Bennett thanked Duque for adding Hezbollah and the Iranian Revolutionary Guards Corps to Colombia’s list of terrorist organizations.
On Monday evening, President Isaac Herzog hosted a state dinner at the President’s Residence in Duque’s honor.
“Today we know that our relationship has gotten to our highest peak ever,” said Duque in a toast. “We have many fronts on which we are working together. But we want to take it to an even better level. Because Colombia is Israel’s number one ally in Latin America.”
“We want to be your Start-Up Nation sister in Latin America,” he concluded.
Duque is leading a 95-person delegation that includes the ministers of defense, health, agriculture, trade, environmental protection, and transportation. Colombian officials, businessmen and representatives of the Jewish community also joined the president.
The size and makeup of the Colombian delegation “underscores the importance of the relationship and their desire — and ours of course — to broaden cooperation in a whole range of issues,” said the Foreign Ministry’s Latin America desk deputy director, Yonatan Peled, in a briefing with reporters last week.
Duque announced his intentions to open the office in August 2020, during a videoconference with then-prime minister Benjamin Netanyahu, marking the ratification of a free-trade agreement between the two countries.
The new mission will help Colombia “consolidate the opportunities of the Fourth Industrial Revolution,” he said then.

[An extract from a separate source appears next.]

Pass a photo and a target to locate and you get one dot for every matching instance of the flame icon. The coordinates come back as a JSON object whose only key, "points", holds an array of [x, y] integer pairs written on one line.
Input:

This is Duque’s first visit to Israel, and the second by a Colombian president. Juan Manuel Santos visited in 2013.
At the inauguration event of the Innovation Office of #Colombia in #Jerusalem by the President of Colombia @IvanDuque with @InnovationAut @InnpulsaCol#ColombiaVisitaIsrael #VisitaIsrael ????????????????@CancilleriaCol @infopresidencia pic.twitter.com/Cds1qx6GhV
— Jonathan Peled (@JonathanPeled) November 9, 2021
Duque landed on Sunday and spent the day visiting Jerusalem’s Old City before participating in an economic event at night.
“We are in a very unique stage in Israel-Colombia relations,” said Christian Cantor, Israel’s ambassador in Bogota during the briefing. “Colombia is a very, very significant diplomatic anchor for Israel in Latin America.”
“Duque is a very good friend of Israel and of the Jewish people,” said Cantor.
Duque was then-president Alvaro Uribe’s assistant on the UN’s Palmer Commission that looked into the May 2010 Mavi Marmara incident and found that Israel’s economic blockade of Gaza was legal.
Colombian Transportation Minister Ángela María Orozco, who joined Duque, participated in the Prime Minister’s Smart Mobility Summit 2021 in Tel Aviv on Sunday and Monday.
The visit is the result of two years of work by Israeli diplomats in Colombia, Cantor said.
“Colombia is an island of economic stability and regional economic leadership,” said Michal Gur Arye, director of the Latin America, Caribbean Africa economic desk at the Foreign Ministry. “Therefore, the relationship is important both bilaterally and regionally.”
The free-trade agreement between Israel and Colombia, the third-largest economy in Latin America, went into effect in August 2020. The agreement is Colombia’s first FTA with any country in the Middle East and will allow 97 percent of Colombian goods to enter the Israeli market without tariffs.
Currently, Brazil and Honduras operate trade offices in Jerusalem. Other countries that have trade and/or defense offices in the capital include the Czech Republic, Hungary and Australia. Israel has touted the offices as diplomatic achievements, though they fell short of hopes for a flood of countries opening full embassies in Jerusalem after the US made the move in 2018.
While running for president in 2018, Duque told supporters that he would be open to moving Colombia’s embassy to Jerusalem and wanted to improve good relations with Israel.
Questioned about his statement days later, Duque said he supported a two-state solution and wanted his eventual government to contribute to peace efforts. “Colombia cannot stir up hatred in the Middle East,” he said then.
In August 2018, Duque’s predecessor, Juan Manuel Santos, unexpectedly decided to recognize a Palestine state days before leaving office, making Colombia the last country in South America do to so.